Le discours récent du dirigeant chinois Xi Jinping au Congrès du Parti communiste pourrait être l’un des plus importants de la décennie. Il a déclaré à son auditoire – et au monde entier – que sa politique Zero Covid qui anéantit la croissance économique va perdurer et que Pékin est plus déterminé que jamais à réunifier Taïwan, pacifiquement si possible et par la force si nécessaire.

Nous vivons une période de profonds bouleversements géopolitiques et d’incertitude économique extraordinaire, comme en témoignent les déclarations de Xi. Il est clair que le monde ne revient pas à un statu quo antérieur au Covid. Au contraire, une combinaison de forces sous-jacentes a bouleversé l’ordre mondial précédent et inauguré une période de profond désordre.

Je voudrais examiner quatre de ces forces – la détérioration des relations entre les États-Unis et la Chine, la guerre de la Russie en Ukraine, le populisme et l’inflation – afin de construire quelques scénarios politico-économiques pour les deux à cinq prochaines années. Toute liste de forces mondiales déstabilisantes est nécessairement incomplète. Je ne prendrai pas en compte le changement climatique ou la perte de biodiversité (sans doute les plus grands défis auxquels l’humanité est confrontée), une éventuelle résurgence du COVID, l’impact de l’intelligence artificielle et d’autres technologies perturbatrices, ou le rôle des régimes dévoyés, de l’Iran à la Corée du Nord.

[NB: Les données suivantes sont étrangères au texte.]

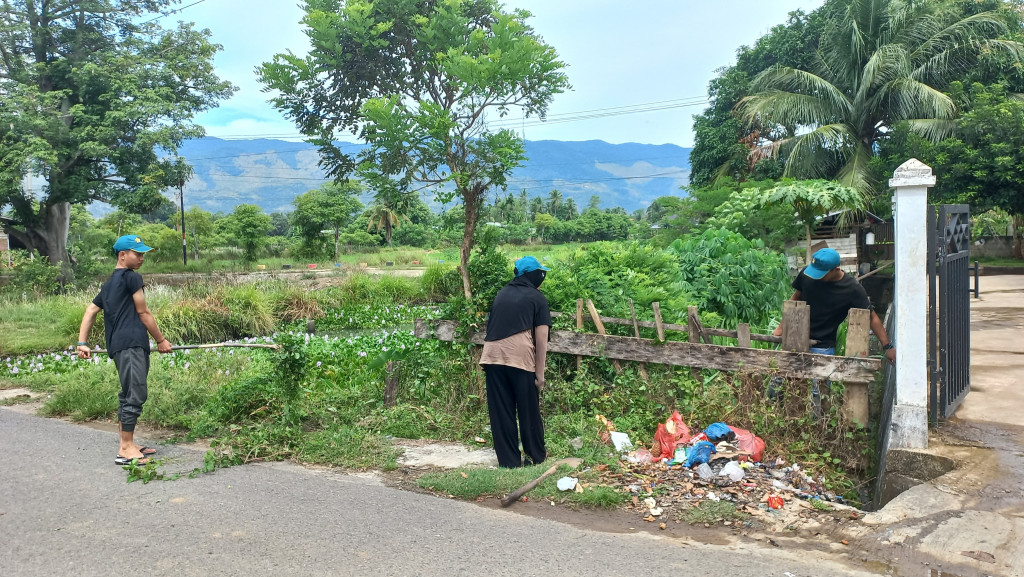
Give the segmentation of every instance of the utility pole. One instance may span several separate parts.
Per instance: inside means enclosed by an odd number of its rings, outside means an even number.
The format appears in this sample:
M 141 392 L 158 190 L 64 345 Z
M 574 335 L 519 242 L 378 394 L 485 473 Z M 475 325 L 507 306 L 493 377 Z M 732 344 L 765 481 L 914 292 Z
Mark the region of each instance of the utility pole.
M 188 265 L 188 245 L 185 242 L 185 182 L 191 178 L 193 169 L 185 164 L 184 157 L 178 157 L 174 162 L 175 176 L 177 177 L 178 200 L 181 207 L 181 265 Z

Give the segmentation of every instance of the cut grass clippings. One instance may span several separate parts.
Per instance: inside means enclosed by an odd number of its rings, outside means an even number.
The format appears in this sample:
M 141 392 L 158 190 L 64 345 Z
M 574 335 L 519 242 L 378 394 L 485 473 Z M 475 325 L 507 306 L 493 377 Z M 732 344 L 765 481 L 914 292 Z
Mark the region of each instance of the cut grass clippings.
M 547 463 L 520 468 L 457 468 L 424 475 L 417 481 L 417 485 L 460 499 L 502 497 L 541 477 L 549 468 L 551 465 Z M 557 481 L 565 476 L 580 478 L 586 487 L 584 492 L 559 491 Z M 580 473 L 568 465 L 559 466 L 554 475 L 545 479 L 526 496 L 531 499 L 551 500 L 567 497 L 570 503 L 608 508 L 618 506 L 626 501 L 626 495 L 611 487 L 589 485 L 586 482 L 586 473 Z
M 751 516 L 736 510 L 728 501 L 703 501 L 683 511 L 682 519 L 690 525 L 706 525 L 722 521 L 746 521 Z

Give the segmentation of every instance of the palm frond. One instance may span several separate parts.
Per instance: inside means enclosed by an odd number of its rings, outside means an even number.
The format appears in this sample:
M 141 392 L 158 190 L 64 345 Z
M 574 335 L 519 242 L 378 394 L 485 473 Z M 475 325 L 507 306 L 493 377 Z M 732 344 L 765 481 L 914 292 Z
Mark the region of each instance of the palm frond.
M 936 54 L 946 52 L 979 40 L 996 38 L 1006 34 L 1007 25 L 996 12 L 981 12 L 962 18 L 936 31 L 911 52 L 914 61 L 931 59 Z
M 910 130 L 933 142 L 938 142 L 956 131 L 956 121 L 952 119 L 915 118 L 906 122 Z
M 844 149 L 856 141 L 856 135 L 847 124 L 826 124 L 798 134 L 778 143 L 779 150 L 788 149 L 785 175 L 798 178 L 825 178 L 835 173 Z
M 846 152 L 846 163 L 836 175 L 836 180 L 840 183 L 856 190 L 864 198 L 874 190 L 876 182 L 870 178 L 867 168 L 871 160 L 871 151 L 862 142 L 849 147 Z
M 956 116 L 952 98 L 911 78 L 900 78 L 882 86 L 868 102 L 870 113 L 890 124 L 913 118 L 951 119 Z

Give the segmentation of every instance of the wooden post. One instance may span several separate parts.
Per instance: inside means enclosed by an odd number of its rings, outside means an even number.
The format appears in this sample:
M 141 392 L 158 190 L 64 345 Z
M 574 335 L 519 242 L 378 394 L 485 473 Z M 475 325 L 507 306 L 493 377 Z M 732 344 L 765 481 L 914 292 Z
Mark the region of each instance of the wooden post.
M 867 335 L 871 328 L 871 312 L 851 308 L 846 331 L 846 356 L 867 357 Z M 860 426 L 867 426 L 868 402 L 866 382 L 846 383 L 843 413 Z
M 598 334 L 605 334 L 604 323 L 601 322 L 601 316 L 597 314 L 597 307 L 594 306 L 594 301 L 587 299 L 587 310 L 590 311 L 590 317 L 594 320 L 594 326 L 597 327 Z M 611 365 L 615 367 L 615 372 L 623 372 L 623 364 L 618 362 L 617 359 L 611 360 Z
M 697 313 L 696 306 L 686 307 L 686 336 L 690 342 L 700 342 L 700 329 L 697 325 L 700 323 L 700 315 Z M 700 369 L 697 367 L 690 367 L 690 376 L 693 380 L 700 383 L 700 394 L 703 395 L 703 379 L 700 378 Z
M 633 336 L 640 338 L 640 325 L 637 324 L 637 312 L 633 308 L 633 299 L 630 299 L 630 317 L 633 318 Z M 646 381 L 649 377 L 647 375 L 647 363 L 640 363 L 640 376 Z
M 751 347 L 751 325 L 748 323 L 736 325 L 736 346 Z
M 811 310 L 803 300 L 782 302 L 782 349 L 807 353 L 810 349 Z
M 583 330 L 583 299 L 577 299 L 577 330 Z M 577 370 L 583 368 L 583 357 L 577 355 Z
M 662 321 L 662 305 L 658 302 L 651 302 L 650 307 L 654 311 L 654 330 L 657 331 L 658 342 L 665 342 L 665 322 Z
M 394 407 L 398 401 L 398 372 L 395 365 L 397 363 L 394 361 L 388 361 L 385 372 L 387 377 L 384 379 L 384 406 L 388 408 Z

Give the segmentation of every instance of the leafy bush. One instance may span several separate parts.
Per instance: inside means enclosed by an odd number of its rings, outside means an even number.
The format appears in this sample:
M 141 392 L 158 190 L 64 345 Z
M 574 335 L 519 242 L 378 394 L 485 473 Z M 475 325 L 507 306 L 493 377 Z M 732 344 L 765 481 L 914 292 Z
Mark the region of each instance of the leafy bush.
M 790 295 L 785 258 L 759 240 L 709 230 L 677 239 L 668 252 L 679 259 L 681 285 L 701 313 L 720 315 L 726 326 L 767 327 Z
M 433 300 L 445 300 L 462 292 L 462 277 L 457 266 L 431 264 L 420 280 L 423 291 Z
M 578 298 L 590 298 L 604 315 L 630 318 L 632 298 L 638 317 L 650 318 L 660 302 L 668 321 L 686 316 L 687 294 L 674 255 L 637 243 L 593 243 L 555 262 L 541 289 L 552 311 L 575 311 Z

Je me concentre plutôt sur les domaines qui, à mon avis, auront le plus d’impact sur les affaires mondiales au cours des prochaines années – notamment en raison de leur interaction prévue.

1. La guerre de la Russie en Ukraine

Non seulement les troupes russes n’ont pas réussi à soumettre Kiev rapidement, comme le Kremlin et de nombreux observateurs occidentaux l’avaient supposé, mais il semble de plus en plus probable que la Russie perde la guerre – malgré la mobilisation des réservistes et les manœuvres de bruits de botte autour du nucléaire.

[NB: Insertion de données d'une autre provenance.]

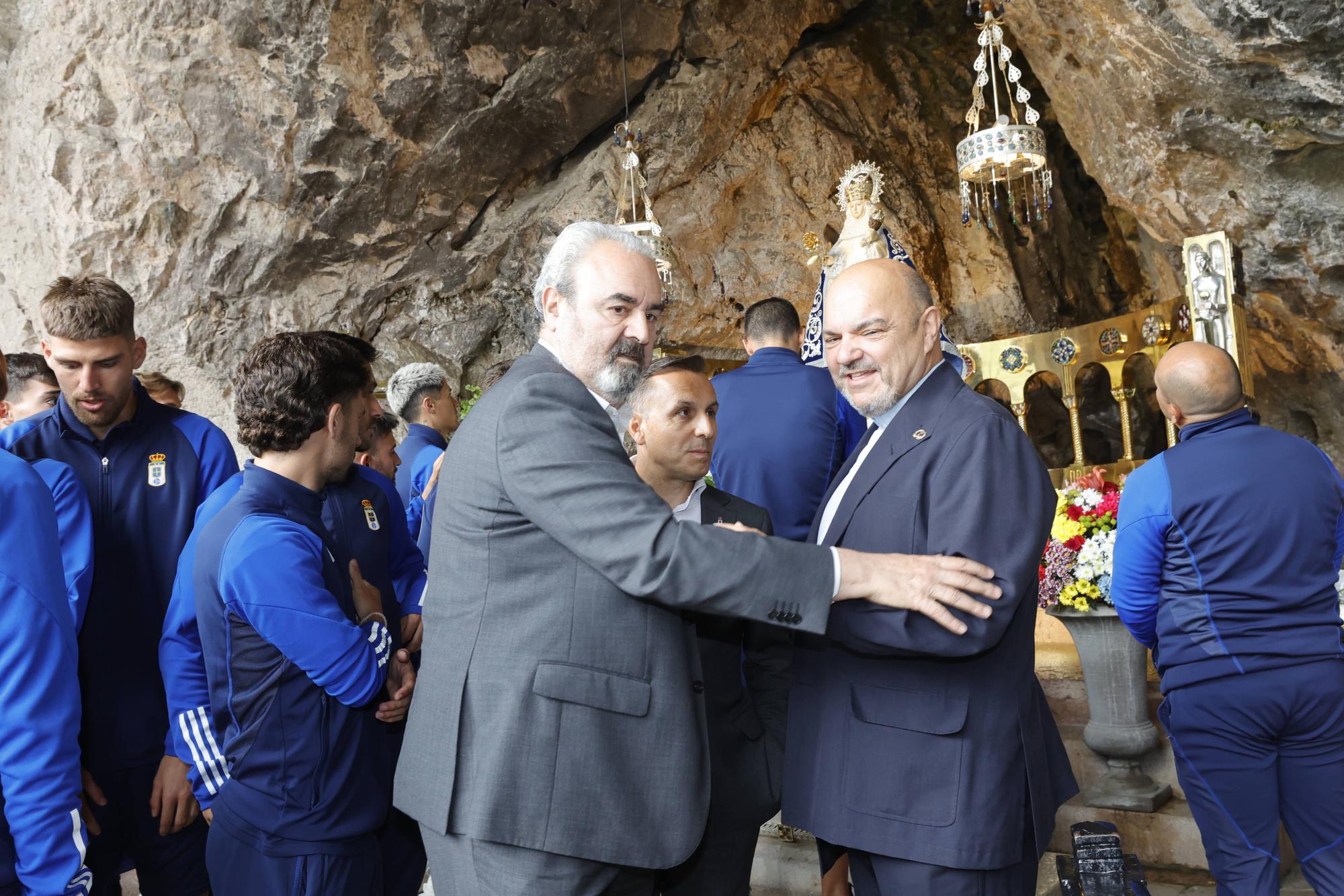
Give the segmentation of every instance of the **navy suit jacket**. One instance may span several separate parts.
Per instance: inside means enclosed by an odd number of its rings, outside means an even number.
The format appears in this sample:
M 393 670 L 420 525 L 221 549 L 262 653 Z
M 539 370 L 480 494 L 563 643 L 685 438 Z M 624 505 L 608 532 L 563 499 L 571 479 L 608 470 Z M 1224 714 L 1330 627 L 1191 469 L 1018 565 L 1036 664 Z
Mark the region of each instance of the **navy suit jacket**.
M 1023 857 L 1030 817 L 1039 856 L 1078 792 L 1034 667 L 1050 476 L 1012 414 L 949 365 L 876 437 L 824 544 L 970 557 L 1004 595 L 989 619 L 957 613 L 964 635 L 847 600 L 825 636 L 797 639 L 784 821 L 851 849 L 991 869 Z
M 770 513 L 777 535 L 802 541 L 844 463 L 836 390 L 825 367 L 798 352 L 759 348 L 714 378 L 719 437 L 714 484 Z
M 774 534 L 763 507 L 712 486 L 700 492 L 700 521 Z M 786 628 L 749 619 L 694 612 L 687 619 L 695 622 L 704 681 L 710 815 L 758 827 L 780 811 L 793 639 Z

Il y a trois raisons à cela. Premièrement, l’extraordinaire sang-froid et le courage du peuple, des forces armées et des dirigeants ukrainiens. Deuxièmement, le chaos total du côté russe. Et troisièmement, la remarquable unité de l’Occident qui a fourni aux troupes ukrainiennes des armes sophistiquées, une formation et des renseignements, tout en paralysant lentement l’économie russe par des boycotts et des sanctions. Les entreprises occidentales ont apporté une contribution importante alors que des centaines d’entre elles se sont retirées de Russie, abandonnant leurs actifs et renonçant à leurs bénéfices.

Bombardement russe en périphérie de Kharkiv, mars 2022 Source Wikipedia

L’unité de l’Occident sera mise à rude épreuve cet hiver si les réserves de gaz en Europe s’épuisent et si les prix de l’énergie, qui s’envolent, accélèrent la chute vers la récession. Les différents gouvernements européens pourraient bien hésiter sur l’Ukraine s’ils sont confrontés à des électeurs froids et en colère.

Bien sûr, la dépendance de l’Europe au gaz russe est auto-infligée. En 2014 encore, environ 20 % seulement du gaz de l’UE était russe. Début 2022, ce chiffre atteignait presque 40 %. Malgré les avertissements bruyants de Washington, l’Allemagne, la plus grande économie du continent, a en fait augmenté sa dépendance après l’annexion illégale de la Crimée par Poutine.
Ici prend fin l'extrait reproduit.